DNS Round Robin

Fri Apr 14 15:24:55 UTC 2000

Kevin Darcy wrote:

> There are 2 basic DNS-based approaches to this problem, each with serious
> drawbacks:
> 
> 1) Define the name with multiple A records, set a "fixed" rrset-order on
> the master and slaves.
> DRAWBACKS: A) unless you can configure this on all of the slaves, and all
> servers which may potentially cache the name -- if the name is an Internet
> name, then forget it -- you're going to get a certain amount of
> "leakage" to your backup server, since caching servers will usually
> round-robin answers from cache. You can minimize the effect of the caching
> servers by lowering the TTL values on the records, but only at the cost of
> increasing DNS traffic, B) each client needs to be smart enough to
> failover to the second IP in the list it gets from the nameserver. Not all
> clients -- especially older clients -- are this smart.
> 
> 2) Define the name with a single A record and then change it -- using
> Dynamic Update or some other mechanism -- when that host fails. DRAWBACK:
> as with option #1, caching is going to get in your way here, not to
> mention the fact that the slaves may take a while to get the change, even
> if they are NOTIFY-aware.

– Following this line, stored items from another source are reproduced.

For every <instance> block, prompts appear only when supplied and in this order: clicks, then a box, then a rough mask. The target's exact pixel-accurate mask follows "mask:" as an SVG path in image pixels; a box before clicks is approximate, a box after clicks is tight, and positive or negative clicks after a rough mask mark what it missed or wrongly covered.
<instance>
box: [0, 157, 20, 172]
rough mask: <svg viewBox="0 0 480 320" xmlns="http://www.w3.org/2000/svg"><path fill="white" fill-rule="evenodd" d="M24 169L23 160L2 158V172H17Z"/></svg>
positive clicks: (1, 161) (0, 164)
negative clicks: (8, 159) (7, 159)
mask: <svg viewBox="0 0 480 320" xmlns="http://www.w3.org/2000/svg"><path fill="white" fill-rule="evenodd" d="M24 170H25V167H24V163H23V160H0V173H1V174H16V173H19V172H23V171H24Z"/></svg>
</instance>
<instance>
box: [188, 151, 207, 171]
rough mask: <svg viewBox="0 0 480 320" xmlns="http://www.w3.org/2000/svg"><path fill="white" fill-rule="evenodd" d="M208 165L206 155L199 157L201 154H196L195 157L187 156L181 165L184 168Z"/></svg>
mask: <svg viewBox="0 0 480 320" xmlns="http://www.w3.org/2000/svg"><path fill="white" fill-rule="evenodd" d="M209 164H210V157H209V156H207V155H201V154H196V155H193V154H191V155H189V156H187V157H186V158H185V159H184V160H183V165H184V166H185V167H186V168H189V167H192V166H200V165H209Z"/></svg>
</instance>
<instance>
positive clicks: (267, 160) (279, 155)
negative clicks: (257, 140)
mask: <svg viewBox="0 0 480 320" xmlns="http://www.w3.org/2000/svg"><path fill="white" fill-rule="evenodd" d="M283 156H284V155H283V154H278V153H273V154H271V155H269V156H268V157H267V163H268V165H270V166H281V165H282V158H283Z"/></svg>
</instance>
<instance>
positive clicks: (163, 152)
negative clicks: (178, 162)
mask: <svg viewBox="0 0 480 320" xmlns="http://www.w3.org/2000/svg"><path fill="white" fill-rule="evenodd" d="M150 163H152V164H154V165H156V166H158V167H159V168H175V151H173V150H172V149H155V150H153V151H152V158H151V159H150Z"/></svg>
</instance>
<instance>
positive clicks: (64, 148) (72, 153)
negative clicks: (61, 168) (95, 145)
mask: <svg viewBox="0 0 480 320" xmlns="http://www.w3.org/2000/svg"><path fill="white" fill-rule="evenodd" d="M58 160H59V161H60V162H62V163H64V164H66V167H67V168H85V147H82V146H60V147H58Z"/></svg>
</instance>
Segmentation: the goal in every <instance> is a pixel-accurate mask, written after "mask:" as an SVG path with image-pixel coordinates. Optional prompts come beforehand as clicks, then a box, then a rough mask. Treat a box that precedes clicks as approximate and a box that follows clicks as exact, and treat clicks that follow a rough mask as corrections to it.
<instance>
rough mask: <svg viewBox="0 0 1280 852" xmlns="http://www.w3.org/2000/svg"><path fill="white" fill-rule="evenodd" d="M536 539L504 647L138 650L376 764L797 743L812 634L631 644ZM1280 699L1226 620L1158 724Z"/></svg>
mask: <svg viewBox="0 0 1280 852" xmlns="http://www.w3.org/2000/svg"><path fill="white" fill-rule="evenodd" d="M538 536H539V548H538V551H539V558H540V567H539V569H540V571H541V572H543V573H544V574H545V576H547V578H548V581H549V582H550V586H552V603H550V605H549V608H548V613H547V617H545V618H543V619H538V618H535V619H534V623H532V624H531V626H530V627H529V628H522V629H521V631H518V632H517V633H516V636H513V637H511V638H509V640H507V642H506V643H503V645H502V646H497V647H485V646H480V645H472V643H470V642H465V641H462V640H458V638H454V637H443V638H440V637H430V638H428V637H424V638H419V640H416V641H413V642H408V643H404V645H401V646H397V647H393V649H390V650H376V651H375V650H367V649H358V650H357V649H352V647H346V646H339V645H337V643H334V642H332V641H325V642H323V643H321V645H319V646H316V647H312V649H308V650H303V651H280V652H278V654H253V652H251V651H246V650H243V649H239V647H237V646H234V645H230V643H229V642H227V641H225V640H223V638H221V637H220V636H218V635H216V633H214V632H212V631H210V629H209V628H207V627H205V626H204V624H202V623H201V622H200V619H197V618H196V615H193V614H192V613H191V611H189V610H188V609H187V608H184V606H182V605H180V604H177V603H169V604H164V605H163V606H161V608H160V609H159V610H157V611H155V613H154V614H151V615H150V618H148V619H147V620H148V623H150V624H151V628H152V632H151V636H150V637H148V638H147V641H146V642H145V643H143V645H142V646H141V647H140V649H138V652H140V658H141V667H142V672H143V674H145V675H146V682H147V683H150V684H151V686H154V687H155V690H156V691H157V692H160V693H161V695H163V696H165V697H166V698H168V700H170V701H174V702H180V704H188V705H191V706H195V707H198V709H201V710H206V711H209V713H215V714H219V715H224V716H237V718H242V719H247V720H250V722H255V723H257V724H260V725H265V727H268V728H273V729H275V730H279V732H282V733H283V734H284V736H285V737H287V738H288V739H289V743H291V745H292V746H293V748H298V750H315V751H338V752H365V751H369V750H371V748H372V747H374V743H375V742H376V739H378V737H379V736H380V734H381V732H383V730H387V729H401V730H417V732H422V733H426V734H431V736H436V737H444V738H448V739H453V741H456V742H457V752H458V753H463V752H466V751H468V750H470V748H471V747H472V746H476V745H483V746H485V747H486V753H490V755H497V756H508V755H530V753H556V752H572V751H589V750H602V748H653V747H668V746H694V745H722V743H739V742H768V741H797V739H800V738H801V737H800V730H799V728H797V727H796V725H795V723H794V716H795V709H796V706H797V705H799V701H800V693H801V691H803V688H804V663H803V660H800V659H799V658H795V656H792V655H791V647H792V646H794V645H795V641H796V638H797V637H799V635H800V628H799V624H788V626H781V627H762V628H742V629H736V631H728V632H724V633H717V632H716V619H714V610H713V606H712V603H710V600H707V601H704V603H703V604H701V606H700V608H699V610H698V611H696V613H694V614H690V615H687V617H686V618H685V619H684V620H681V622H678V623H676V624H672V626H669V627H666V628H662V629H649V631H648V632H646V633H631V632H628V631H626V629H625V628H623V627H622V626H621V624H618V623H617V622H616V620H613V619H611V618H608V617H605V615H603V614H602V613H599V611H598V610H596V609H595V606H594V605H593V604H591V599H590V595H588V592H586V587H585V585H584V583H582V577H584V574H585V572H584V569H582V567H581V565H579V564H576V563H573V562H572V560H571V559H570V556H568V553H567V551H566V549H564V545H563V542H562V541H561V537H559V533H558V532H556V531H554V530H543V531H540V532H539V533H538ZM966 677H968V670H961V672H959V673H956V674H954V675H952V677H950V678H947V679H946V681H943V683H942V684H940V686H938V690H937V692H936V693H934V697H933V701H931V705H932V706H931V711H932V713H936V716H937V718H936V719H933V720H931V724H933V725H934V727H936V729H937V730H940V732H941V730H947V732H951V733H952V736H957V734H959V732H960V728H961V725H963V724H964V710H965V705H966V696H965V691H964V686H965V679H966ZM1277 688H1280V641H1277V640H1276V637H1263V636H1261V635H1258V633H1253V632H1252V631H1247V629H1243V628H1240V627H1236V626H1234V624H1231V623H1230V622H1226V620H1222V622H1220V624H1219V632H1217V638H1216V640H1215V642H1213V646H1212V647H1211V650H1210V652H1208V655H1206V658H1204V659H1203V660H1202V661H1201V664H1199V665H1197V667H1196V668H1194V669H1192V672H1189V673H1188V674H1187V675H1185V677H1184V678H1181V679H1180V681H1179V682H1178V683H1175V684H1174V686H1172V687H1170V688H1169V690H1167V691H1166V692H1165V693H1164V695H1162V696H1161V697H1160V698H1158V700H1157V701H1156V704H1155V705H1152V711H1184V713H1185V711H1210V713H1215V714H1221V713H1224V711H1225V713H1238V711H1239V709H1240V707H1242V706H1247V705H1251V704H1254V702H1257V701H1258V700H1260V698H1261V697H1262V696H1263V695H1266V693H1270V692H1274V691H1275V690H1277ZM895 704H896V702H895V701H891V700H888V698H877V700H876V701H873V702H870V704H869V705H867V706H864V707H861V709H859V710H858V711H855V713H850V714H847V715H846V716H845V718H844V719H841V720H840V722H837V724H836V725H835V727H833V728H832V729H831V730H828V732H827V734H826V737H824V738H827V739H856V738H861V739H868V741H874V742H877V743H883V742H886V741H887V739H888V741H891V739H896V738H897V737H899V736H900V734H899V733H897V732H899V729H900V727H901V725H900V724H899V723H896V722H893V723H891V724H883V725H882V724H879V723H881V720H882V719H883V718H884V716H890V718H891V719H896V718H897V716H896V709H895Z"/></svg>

Again, you can minimize the effect of caching by
> lowering TTL values and putting up with the increased traffic, but unlike
> option #1, where round-robin'ing caching servers will at least give out a
> working address first in the list 50% of the time, even during an outage,
> with option #2 when the "primary" is down, clients will get the
> non-working address 100% of the time until their local caching server
> times out the cache entry and fetches the changed A record. Depending on
> the protocol and the client software, a 50% connection failure rate may
> still allow the users to continue working -- although probably with
> degraded performance -- and may therefore be preferable to a temporary
> 100% failure rate.

Or, if you combine the two and have multiple IPs for one name, but in
the
case of failure of one of the hosts you use Dynamic Update just to
delete
failed host's IP, your clients will be getting failed IP only 50% (in
case
of 2 IPs for a name, or (N-1)/N * 100% for N IPs) of the time, until 
caching servers update their entries.

I would also like to ask something. A lot of people here come up with
notorious fact that it's up to clients to try other IP addresses from
DNS
response if first one fails to respond. Now, could somebody be more
specific? Which applications do implement that, which browsers, how
common
is that today? Even if we still can't rely on that, it would be useful
to know the trend. If that is becoming a standard for today's Internet
applications, then this problem will exist only for some short period of
time, until everybody switch to new applications.

damir